Hopefully we get rain wed-thurs-friday like the forecast is calling for.
 
Looking good bueller. I am going to dump a boatload of winter rye on my sand pile tomorrow with some radish and turnips mixed in. I'll follow up with a heavy covering of medium red clover late fall.

Hopefully we get rain wed-thurs-friday like the forecast is calling for.
Did you get the winter rye already? I usually get mine from a local coop but they usually don't have it for a couple weeks yet.
 
Yeah I picked it up today down here in Southeastern WI. I have 200lbs. I am seeding twice as heavy as I normally do. I normally do one 56# bag per plot, this year double.
 
Bueller - The deer are hammering our BW too. One of our members has a cam on the BW and has 6 bucks in it eating at one time. We love BW - plant some every year.
 
Bueller - The deer are hammering our BW too. One of our members has a cam on the BW and has 6 bucks in it eating at one time. We love BW - plant some every year.
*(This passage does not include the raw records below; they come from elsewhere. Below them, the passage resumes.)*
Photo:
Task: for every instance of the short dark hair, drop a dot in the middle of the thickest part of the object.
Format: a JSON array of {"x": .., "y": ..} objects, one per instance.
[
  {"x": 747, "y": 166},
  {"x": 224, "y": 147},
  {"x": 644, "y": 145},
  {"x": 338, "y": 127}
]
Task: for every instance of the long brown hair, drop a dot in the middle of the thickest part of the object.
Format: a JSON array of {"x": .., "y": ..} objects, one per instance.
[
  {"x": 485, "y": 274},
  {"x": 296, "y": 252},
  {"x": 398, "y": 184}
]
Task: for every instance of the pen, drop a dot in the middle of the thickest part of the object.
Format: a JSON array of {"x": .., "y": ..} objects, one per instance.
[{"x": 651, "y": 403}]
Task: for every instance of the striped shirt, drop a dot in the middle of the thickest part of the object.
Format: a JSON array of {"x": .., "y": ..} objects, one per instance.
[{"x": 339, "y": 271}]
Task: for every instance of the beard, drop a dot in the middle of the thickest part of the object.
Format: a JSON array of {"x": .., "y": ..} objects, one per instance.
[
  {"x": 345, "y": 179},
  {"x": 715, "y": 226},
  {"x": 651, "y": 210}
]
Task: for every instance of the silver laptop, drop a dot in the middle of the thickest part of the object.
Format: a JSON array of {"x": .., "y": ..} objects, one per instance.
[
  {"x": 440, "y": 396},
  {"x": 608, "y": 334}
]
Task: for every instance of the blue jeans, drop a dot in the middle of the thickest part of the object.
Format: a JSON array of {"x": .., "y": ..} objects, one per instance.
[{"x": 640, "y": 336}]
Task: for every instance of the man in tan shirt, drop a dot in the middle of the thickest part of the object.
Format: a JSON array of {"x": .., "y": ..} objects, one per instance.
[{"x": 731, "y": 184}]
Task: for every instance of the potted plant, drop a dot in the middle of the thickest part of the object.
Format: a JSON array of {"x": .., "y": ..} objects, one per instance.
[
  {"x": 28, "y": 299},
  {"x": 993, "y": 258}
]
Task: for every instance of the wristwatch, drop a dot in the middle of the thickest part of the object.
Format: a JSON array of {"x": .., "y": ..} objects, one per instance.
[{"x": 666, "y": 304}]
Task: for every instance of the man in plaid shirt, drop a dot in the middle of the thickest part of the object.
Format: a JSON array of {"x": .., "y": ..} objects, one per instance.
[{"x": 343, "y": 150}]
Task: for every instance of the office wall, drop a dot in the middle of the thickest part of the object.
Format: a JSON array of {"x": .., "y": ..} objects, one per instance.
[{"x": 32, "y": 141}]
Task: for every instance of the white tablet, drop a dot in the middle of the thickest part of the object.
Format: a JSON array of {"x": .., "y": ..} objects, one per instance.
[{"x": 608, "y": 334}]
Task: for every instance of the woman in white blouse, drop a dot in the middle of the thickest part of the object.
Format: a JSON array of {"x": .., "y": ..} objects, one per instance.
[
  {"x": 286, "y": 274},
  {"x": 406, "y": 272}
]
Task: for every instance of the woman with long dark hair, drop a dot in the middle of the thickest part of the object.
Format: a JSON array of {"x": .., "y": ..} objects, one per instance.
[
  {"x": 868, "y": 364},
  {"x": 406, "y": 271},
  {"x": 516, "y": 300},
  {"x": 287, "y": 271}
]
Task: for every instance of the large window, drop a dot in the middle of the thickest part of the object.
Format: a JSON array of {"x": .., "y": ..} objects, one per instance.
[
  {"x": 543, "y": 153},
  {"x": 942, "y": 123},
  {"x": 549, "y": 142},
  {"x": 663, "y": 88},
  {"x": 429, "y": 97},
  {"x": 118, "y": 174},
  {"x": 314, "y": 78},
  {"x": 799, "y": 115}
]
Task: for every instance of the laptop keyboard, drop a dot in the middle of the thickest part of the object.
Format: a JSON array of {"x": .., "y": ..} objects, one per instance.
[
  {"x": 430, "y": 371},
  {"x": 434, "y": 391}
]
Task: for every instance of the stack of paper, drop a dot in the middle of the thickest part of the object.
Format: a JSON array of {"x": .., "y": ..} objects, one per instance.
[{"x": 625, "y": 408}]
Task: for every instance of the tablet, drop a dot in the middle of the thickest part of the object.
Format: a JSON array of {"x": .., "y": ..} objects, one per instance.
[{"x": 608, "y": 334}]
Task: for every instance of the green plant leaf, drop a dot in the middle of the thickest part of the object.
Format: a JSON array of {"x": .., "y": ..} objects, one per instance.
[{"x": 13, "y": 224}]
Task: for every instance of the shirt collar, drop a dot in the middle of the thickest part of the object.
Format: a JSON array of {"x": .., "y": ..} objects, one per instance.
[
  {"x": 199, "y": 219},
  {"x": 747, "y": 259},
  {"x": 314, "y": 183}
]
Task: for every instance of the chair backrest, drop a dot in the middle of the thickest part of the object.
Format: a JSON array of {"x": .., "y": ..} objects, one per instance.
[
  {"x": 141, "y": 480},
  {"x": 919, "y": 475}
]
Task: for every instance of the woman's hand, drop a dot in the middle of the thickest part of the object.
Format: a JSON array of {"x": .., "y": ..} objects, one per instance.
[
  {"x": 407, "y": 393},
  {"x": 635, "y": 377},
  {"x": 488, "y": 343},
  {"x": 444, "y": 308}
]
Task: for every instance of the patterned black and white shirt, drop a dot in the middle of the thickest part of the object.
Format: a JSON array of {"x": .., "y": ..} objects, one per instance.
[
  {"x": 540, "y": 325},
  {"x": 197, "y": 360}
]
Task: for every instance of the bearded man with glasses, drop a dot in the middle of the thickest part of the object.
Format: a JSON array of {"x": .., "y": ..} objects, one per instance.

Buckwheat receives way more activity than our clover does during the summer months. It's a very good fit for us as we plant it right at the time when winter rye is losing attractiveness.
 
Deer hammer our clover in the summer. One of these years I'm going to try a patch of buckwheat just for the hell of it.
Interesting. Our clover starts to get heavy usage late summer and into fall. Perfect for bow season.